Jethro's Braindump

The Learning Problem

In Machine Learning, an agent is said to be learning if it improves its performance P on task T based on experience/observations/data E. T must be fixed, P must be measurable, E must exist. See Learning agents.

Types of Learning

Active vs Passive Learning

An active learner interacts with the environment at training time, (e.g. by posing queries or performing experiments), while a passive learner only observes the information provided by the environment.

Online vs Batch Learning

In online learning, the hypothesis has to be updated each time a new label is received.

Reinforcement Learning

Each action in a state has an associated cost and a probability distribution of the next state.
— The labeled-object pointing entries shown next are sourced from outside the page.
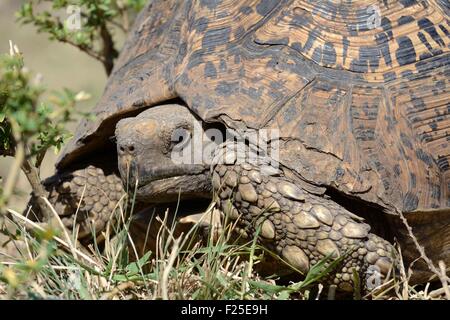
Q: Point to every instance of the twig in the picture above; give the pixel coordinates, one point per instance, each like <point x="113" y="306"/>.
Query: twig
<point x="443" y="280"/>
<point x="421" y="250"/>
<point x="63" y="228"/>
<point x="14" y="173"/>
<point x="168" y="268"/>
<point x="57" y="239"/>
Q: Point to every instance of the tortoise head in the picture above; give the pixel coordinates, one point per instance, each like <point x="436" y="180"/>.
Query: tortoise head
<point x="165" y="155"/>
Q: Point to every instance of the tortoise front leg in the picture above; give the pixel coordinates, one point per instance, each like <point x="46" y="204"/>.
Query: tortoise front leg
<point x="87" y="197"/>
<point x="300" y="227"/>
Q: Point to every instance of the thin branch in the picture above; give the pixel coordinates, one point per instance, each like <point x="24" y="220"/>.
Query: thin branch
<point x="57" y="239"/>
<point x="421" y="250"/>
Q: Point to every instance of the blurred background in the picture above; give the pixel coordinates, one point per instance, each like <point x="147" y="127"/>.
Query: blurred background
<point x="60" y="65"/>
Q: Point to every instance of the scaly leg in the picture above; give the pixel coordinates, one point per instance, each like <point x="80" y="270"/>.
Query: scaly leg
<point x="300" y="227"/>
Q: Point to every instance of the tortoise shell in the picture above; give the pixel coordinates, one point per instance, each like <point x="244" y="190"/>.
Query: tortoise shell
<point x="359" y="89"/>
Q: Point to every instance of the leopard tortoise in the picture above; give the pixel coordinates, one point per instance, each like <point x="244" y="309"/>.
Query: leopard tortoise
<point x="357" y="91"/>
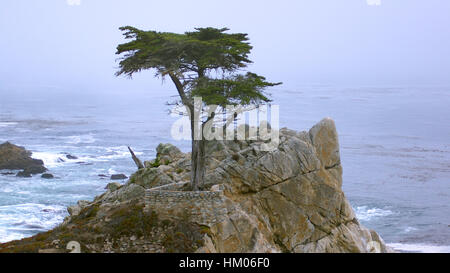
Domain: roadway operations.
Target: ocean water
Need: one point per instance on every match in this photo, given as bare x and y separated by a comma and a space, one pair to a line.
395, 151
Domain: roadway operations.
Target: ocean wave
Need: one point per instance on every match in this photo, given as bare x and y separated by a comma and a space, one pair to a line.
18, 220
365, 213
7, 124
51, 159
421, 248
81, 139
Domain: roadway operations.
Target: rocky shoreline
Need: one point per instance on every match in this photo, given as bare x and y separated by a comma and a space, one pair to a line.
287, 200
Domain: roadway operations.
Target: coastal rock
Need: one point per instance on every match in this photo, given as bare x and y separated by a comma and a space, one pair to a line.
113, 186
14, 157
47, 176
286, 200
72, 157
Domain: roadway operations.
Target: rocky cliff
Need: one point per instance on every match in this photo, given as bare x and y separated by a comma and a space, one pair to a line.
287, 200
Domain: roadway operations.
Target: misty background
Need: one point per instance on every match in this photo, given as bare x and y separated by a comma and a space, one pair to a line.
56, 46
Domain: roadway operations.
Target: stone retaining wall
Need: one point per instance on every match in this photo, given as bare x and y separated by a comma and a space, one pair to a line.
202, 207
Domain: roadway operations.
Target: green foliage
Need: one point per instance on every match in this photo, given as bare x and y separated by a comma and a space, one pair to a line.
201, 63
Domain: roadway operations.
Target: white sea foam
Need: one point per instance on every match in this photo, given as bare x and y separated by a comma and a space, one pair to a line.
50, 159
6, 124
421, 248
16, 220
82, 139
365, 213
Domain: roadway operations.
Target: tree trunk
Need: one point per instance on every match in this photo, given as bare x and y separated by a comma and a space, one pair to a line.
136, 160
198, 164
198, 155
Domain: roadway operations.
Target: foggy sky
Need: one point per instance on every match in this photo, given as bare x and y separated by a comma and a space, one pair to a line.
50, 44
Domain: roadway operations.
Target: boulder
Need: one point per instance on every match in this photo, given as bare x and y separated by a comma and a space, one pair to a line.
71, 157
168, 151
113, 186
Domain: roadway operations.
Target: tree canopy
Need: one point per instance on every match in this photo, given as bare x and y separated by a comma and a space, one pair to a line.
201, 63
206, 63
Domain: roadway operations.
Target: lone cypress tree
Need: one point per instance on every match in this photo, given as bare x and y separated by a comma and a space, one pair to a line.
204, 63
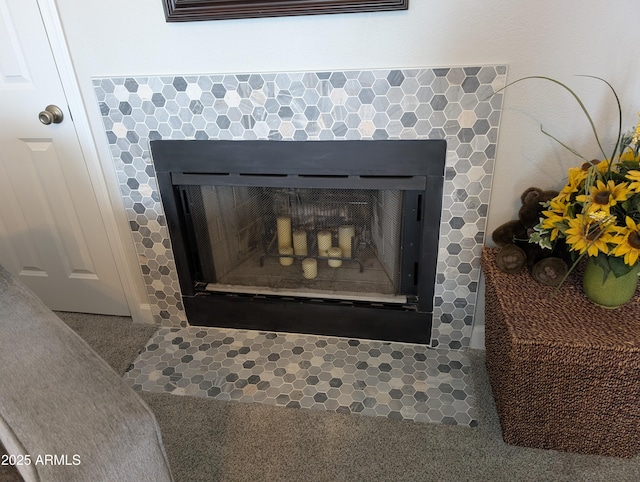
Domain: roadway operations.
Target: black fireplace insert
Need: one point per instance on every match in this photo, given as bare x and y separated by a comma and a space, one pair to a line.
321, 237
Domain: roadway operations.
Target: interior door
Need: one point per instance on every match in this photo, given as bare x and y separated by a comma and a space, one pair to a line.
52, 235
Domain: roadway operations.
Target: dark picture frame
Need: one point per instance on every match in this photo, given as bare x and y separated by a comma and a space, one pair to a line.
194, 10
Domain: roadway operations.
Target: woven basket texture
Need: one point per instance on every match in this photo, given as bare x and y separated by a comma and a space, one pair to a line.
565, 373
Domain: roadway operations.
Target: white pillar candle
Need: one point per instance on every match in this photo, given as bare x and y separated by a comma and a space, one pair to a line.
324, 242
300, 242
309, 268
345, 234
286, 260
334, 252
284, 231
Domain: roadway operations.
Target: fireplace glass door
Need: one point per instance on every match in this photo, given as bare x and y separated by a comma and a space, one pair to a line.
317, 243
328, 237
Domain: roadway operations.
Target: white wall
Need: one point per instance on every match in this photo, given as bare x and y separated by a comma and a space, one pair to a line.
542, 37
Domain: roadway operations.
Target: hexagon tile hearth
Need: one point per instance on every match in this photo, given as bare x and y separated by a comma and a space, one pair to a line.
393, 380
451, 103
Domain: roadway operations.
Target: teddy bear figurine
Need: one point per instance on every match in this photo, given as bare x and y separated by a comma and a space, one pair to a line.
547, 266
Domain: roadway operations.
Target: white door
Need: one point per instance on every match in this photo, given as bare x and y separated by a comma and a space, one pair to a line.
52, 235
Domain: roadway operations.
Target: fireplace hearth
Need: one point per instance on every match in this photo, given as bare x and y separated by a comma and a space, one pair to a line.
321, 237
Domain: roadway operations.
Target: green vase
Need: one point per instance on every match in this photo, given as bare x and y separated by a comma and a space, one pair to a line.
611, 292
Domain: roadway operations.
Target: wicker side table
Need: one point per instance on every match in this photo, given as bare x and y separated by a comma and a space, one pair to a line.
565, 373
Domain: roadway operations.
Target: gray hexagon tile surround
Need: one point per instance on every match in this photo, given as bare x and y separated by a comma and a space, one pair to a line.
452, 103
392, 380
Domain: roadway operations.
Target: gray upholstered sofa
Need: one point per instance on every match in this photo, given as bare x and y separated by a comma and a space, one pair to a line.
64, 413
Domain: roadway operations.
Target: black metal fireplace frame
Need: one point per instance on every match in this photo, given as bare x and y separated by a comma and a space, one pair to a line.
413, 166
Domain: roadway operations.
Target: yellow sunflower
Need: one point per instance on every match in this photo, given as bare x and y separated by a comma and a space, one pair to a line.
585, 234
634, 176
603, 196
629, 243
Goal is to learn a policy (mapping from state to action) that minimizes the sum of expected current and future costs.

Supervised Learning

Since learning involves an interaction between the learner and the environment, one can divide tasks according to the nature of that interaction.

Supervised learning describes a scenario in which the training examples contain significant information that is missing in the unseen “test examples”. In unsupervised learning, there is no distinction between the training and test data. The goal is to come up with some summary, or compressed version of that data.

Measure of success

A loss function helps measure our success. Given a set \(H\) of hypothesis of models, and a domain \(Z\), let \(l\) be a function from \(H \times Z\) to non-negative real numbers \(l: H \times Z \rightarrow \mathbb{R}_{+}\).

The risk function is the expected loss of the hypothesis,

\begin{equation*} L_D(h) = E_{z \sim D}[l(h,z)] \end{equation*}

We are interested in finding a hypothesis \(h\) that has a small risk, or expected loss, typically using Empirical Risk Minimization.

Assumptions Made ⚠

  1. One common assumption is that the data in the data generation process is independently and identically distributed (IID), according to the distribution \(D\).

Q: Given a large enough training set, do you expect the long term test error to be similar to the training error?

  • If IID, then yes
  • If not, there is likely dependencies, but under certain conditions, yes.
    • If sampling mixes well, it will not take long for D’ to look like a steady set distribution.
  • If dependencies are exploited, there is a possibility of attaining lower training and test error.

Is Learning Feasible?

The target function \(f\) that we want to learn is unknown. The performance of a hypothesis on the training set \(D\) tells us nothing about the performance on the data outside of \(D\).

As long as \(f\) is unknown, knowing \(D\) cannot exclude any patterns of \(f\) outside of \(D\), and the predictions of \(g\) would be meaningless.

Probabilistic View

If we accept a probabilistic answer, that is \(D\) tells us something likely about \(f\) outside of \(D\), then learning is feasible, only with a small price.

Learning a hypothesis \(g\) approximates the target function \(f\) well, i.e. \(E_{out}(g) \approx 0\). However, probabilistic analysis via Hoeffding’s Inequality gives \(E_{out}(g) \approx E_{in}(g)\). Therefore, we still need to ensure \(E_{in}(g) \approx 0\).